Rio Tinto

Many community-based projects in Australia are testimony to Rio Tinto’s reconciliation policy, which commits the company to achieving growth in Indigenous opportunity at its mine sites.

The implementation of the various programs tends to bring about reconciliation as a natural result of the projects themselves, while other policies contribute indirectly to reconciliation.

Land use agreements and other joint venture initiatives have contributed significantly to the reconciliation process in Australia in recent years. For example, the Walgundu Agreement in 1996 opened up exploration opportunities in Arnhem Land on Aboriginal freehold land, with many benefits to the communities concerned, and set the agenda for other agreements made by the company.

The Yandicoogina (Hamersley Iron Ore) project in the Pilbara in WA is probably the most significant in terms of new outcomes and changed relationships with the three language groups of the region (Innawonga, Bunjima and Niapaili). The issues raised in that project included the protection of significant and sacred sites and the treatment of country and consideration of heritage matters.

As part of the agreement, there are several Aboriginal small businesses now operating, including Gumala Enterprises, an earthmoving and contracting business, and a preferred contractor to Hamersley Iron, complemented by Gumala Hire, which is a joint venture with Cockburn Wreckair. Another is P&O Services, which provides catering services to the Yandi mine site.

Hamersley has provided a range of community services in the Pilbara, including art sponsorships and student scholarships. The next logical step is expanded direct employment into the various mine workforces, and a recognition that employment can be in a number of areas.

Cultural awareness programs sponsored by Rio Tinto have become so popular that they are now an emerging industry. Historically, most mine sites had a workforce which was not appreciative of the country in which they were working and, in line with Rio Tinto’s policy, it was appropriate to work more closely with the local Aboriginal groups to identify issues they were happy to discuss and share.

The Gidja program (Warmun, supported by Argyle Diamonds), the Ngurra Wangkamagyi education project in Roebourne, and the Wanu Wanu cross-cultural company at Tom Price are all examples of direct reconciliation at work at the grass roots level.

Several other projects are under way.

  • The Hunter Valley: a memorandum of understanding has been signed with local Aboriginal groups as to how traditional owners and historical residents will work with Coal and Allied.
  • Central Queensland: Pacific Coal has signed an historic agreement with Wirri Yuwi Burra communities at Hail Creek, an agreement based on relationship rather than the native title process. Cultural awareness courses for all senior employees are implemented through the University of Queensland.
  • Weipa (far north Queensland): an agreement between Comalco and the local community is expected to be concluded in 2000, and cultural awareness, employment and business enterprise programs are already in place with the local Arukun, Mapoon and Napranum communities.
  • Arnhem Land: dust mitigation at Ngukkurr is delivering major health benefits to the local community by implementing a major greening program, recently the recipient of a National Telstra Landcare Award.
  • Central Australia: the Centre for Appropriate Technology (CAT) in Alice Springs has signed a joint venture agreement with Rio Tinto to assist remote communities in the application of technology.
  • Top End: the Rio Tinto Aboriginal Foundation is a strong supporter of Kormilda College in Darwin, a unique secondary college with equal numbers of Aboriginal and non-Aboriginal students.
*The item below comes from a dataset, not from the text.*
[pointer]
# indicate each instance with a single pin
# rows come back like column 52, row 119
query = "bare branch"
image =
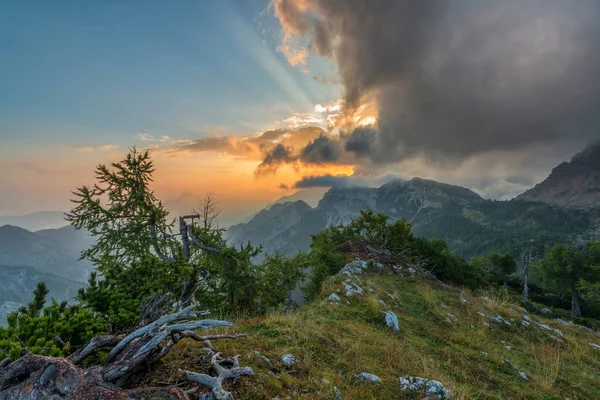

The college was host in August 1998 to the National Youth Convention Forum for the Future which produced a 10-point charter, and Rio Tinto supported the convention again in 1999. To honour the efforts made by the convention, Yolngu from Arnhem Land performed, for the first time outside traditional homelands, the Wukandi ceremony (a traditional reconciliation feast or ‘communion’).

The collective effort by Rio Tinto employees and associates around Australia has made the company a leader in reconciliation initiatives. Rio Tinto is building good long-term relationships with the traditional owners in areas where our mine sites are located and will be located for a long time to come. The company recognises native title and is seeking to acknowledge Aboriginal interests in all land use agreements.